English

InputManager Design and Implementation

technical

Introduction

Interactive input is a very important function in the engine's functional layer. It allows users to interact with the application using devices, touch, or gestures. In the 0.6 milestone, we initially built the interaction system of the Galacean Engine, which currently supports click and keyboard. This article will share the thoughts and shortcomings during the development process.

Overall Design

Main Architecture

Input devices, touch, XR devices, etc., all belong to the input of the interaction system. We gather all the logic of the input in the InputManager, and subdivide it into specific inputs such as PointerManager and KeyBoardManager according to various types of input. The InputManager manages all specific input managers. In the frame processing of interaction, it only needs to process the logic of specific inputs within each manager.

API Design

Frame Lifecycle

The lifecycle of frame processing is as follows:

The internal lifecycle of InputManager is as follows:

How to Use

Pointer

Add a collider to the object with a collision volume in the three-dimensional space.
Refer to the trigger conditions of the callback interface in the Script component to add appropriate logic. | Interface | Trigger Timing and Frequency | | --- | --- | | onPointerEnter | Triggered once when the touch point enters the collision volume of the Entity | | onPointerExit | Triggered once when the touch point leaves the collision volume of the Entity | | onPointerDown | Triggered once when the touch point is pressed within the collision volume of the Entity | | onPointerUp | Triggered once when the touch point is released within the collision volume of the Entity | | onPointerClick | Triggered once when the touch point is pressed and released within the collision volume of the Entity | | onPointerDrag | Continuously triggered when the touch point is pressed within the collision volume of the Entity until the touch point is no longer pressed |

KeyBoard

Directly call the methods provided by the InputManager to determine the key status.

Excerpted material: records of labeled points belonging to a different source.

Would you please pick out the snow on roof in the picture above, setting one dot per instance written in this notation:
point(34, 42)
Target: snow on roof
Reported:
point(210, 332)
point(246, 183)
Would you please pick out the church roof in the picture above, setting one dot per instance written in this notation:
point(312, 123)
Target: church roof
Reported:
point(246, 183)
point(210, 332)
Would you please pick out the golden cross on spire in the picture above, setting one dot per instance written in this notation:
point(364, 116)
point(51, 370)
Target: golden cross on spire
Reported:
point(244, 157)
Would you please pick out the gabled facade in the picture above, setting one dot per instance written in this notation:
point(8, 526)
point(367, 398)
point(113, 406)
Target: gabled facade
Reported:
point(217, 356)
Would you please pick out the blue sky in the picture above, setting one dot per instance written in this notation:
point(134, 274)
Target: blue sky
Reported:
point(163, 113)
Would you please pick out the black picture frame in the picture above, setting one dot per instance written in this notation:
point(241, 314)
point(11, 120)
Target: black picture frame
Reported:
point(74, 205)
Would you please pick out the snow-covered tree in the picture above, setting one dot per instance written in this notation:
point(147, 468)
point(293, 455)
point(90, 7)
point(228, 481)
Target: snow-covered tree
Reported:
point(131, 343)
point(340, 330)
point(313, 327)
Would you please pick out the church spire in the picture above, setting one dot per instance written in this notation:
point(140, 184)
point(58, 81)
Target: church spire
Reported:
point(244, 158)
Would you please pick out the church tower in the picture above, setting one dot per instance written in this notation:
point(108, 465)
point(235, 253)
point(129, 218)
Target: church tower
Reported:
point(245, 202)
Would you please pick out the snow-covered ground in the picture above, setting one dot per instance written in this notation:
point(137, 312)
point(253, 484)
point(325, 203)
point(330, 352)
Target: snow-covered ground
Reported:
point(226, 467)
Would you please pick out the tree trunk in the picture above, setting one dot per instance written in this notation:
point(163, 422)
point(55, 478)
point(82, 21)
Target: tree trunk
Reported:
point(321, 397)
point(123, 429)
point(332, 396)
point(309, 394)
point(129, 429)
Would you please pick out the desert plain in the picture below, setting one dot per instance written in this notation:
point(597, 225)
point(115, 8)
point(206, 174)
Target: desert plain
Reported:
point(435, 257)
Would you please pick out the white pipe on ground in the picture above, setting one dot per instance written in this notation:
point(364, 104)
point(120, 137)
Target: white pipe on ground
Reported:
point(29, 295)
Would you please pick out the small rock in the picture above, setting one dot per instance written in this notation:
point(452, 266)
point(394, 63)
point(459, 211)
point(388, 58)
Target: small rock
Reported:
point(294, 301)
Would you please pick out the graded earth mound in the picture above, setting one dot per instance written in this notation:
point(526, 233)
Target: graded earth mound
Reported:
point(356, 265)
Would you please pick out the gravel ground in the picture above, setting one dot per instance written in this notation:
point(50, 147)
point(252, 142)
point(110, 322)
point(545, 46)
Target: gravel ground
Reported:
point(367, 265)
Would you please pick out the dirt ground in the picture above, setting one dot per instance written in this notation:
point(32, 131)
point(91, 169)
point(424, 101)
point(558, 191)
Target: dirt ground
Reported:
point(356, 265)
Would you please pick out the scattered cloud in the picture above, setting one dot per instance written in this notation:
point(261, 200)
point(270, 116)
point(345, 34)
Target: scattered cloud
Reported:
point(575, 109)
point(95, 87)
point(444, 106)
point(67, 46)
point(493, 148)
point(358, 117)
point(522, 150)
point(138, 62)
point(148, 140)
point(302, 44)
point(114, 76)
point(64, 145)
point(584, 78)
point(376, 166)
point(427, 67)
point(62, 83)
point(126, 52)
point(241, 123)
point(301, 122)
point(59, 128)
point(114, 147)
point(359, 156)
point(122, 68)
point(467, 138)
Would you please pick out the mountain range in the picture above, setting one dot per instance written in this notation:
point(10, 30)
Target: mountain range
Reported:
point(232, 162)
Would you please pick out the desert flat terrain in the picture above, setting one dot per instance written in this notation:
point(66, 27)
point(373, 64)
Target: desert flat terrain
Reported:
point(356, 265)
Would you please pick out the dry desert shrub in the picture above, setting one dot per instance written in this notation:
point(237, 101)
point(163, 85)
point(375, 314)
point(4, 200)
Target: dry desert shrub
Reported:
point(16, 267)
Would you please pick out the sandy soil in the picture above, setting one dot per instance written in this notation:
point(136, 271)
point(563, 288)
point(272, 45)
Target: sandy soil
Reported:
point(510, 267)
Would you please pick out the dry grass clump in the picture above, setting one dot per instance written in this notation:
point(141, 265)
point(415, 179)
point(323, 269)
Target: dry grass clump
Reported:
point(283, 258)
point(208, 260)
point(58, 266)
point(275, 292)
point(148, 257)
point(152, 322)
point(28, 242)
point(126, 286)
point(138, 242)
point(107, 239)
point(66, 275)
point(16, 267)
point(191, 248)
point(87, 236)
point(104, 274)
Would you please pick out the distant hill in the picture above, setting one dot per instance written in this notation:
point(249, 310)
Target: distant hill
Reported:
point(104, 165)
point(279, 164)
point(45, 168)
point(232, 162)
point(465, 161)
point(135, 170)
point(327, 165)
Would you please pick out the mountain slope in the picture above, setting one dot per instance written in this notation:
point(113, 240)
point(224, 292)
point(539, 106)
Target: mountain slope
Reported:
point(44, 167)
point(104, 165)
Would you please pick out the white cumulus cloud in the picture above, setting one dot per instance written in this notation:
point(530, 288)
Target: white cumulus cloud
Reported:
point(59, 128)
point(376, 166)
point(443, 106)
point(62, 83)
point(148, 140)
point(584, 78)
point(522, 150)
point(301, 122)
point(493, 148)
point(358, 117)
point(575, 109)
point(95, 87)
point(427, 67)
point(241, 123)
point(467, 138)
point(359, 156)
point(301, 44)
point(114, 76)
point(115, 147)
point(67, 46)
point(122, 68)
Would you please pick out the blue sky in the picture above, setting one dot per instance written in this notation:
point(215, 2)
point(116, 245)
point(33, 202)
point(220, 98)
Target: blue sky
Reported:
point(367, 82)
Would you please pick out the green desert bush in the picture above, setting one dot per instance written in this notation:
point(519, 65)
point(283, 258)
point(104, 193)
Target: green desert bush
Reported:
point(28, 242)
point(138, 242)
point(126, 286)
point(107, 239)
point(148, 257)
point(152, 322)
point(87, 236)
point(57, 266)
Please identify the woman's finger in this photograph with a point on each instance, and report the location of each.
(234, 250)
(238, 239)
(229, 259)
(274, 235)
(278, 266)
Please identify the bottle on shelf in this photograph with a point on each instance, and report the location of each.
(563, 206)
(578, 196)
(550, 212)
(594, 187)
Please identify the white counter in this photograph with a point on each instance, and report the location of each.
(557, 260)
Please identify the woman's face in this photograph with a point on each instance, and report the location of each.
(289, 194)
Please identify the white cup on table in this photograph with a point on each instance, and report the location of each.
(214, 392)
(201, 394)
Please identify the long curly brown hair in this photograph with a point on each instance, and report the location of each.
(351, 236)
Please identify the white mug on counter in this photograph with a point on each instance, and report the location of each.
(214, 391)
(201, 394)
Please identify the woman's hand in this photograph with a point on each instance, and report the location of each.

Method Name	Method Explanation
isKeyHeldDown	Returns whether the key is being held down continuously
isKeyDown	Returns whether the key was pressed in the current frame
isKeyUp	Returns whether the key was released in the current frame

Mouse and Touch

Background

PointerEvent is the trend of subsequent development of mouse and touch interaction in browsers. Pointer is a hardware layer abstraction of input devices. Developers do not need to care whether the data source is a mouse, touchpad, or touchscreen. However, it also has some compatibility issues. As can be seen in canIUse, the device coverage rate of PointerEvent is 92.82%, which needs to be solved by importing Polyfill.

Requirement Research

Add hook functions that respond to Pointer in the script component. For entities with collision volume in three-dimensional space, developers can easily implement interactions such as click, drag, and select by supplementing the logic in the corresponding hook functions.

Hook Function	Trigger Timing and Frequency
onPointerEnter	Triggered once when the touch point enters the Entity's collider range
onPointerExit	Triggered once when the touch point leaves the Entity's collider range
onPointerDown	Triggered once when the touch point is pressed within the Entity's collider range
onPointerUp	Triggered once when the touch point is released within the Entity's collider range
onPointerClick	Triggered once when the touch point is pressed and released within the Entity's collider range
onPointerDrag	Continuously triggered when the touch point is pressed within the Entity's collider range until the touch point is no longer pressed

Native Events

Similar to MouseEvent and TouchEvent, PointerEvent can also be captured by listening. canvas.addEventListener('pointerXXX', callBack);

	MouseEvent	TouchEvent	PointerEvent
Press	mousedown	touchstart	pointerdown
Release	mouseup	touchend	pointerup
Move	mousemove	touchmove	pointermove
Leave	mouseout \| mouseleave	touchend \| touchcancel	pointerout \| pointercancel \| pointerleave

Flowchart

The general process of Pointer handling can be summarized, where the green boxes represent native events.

Raycasting

The biggest problem to solve in Pointer is how to perform raycasting in three-dimensional space based on the position information from native events. This part not only includes basic knowledge of spatial transformation but also the basic use of the physics system.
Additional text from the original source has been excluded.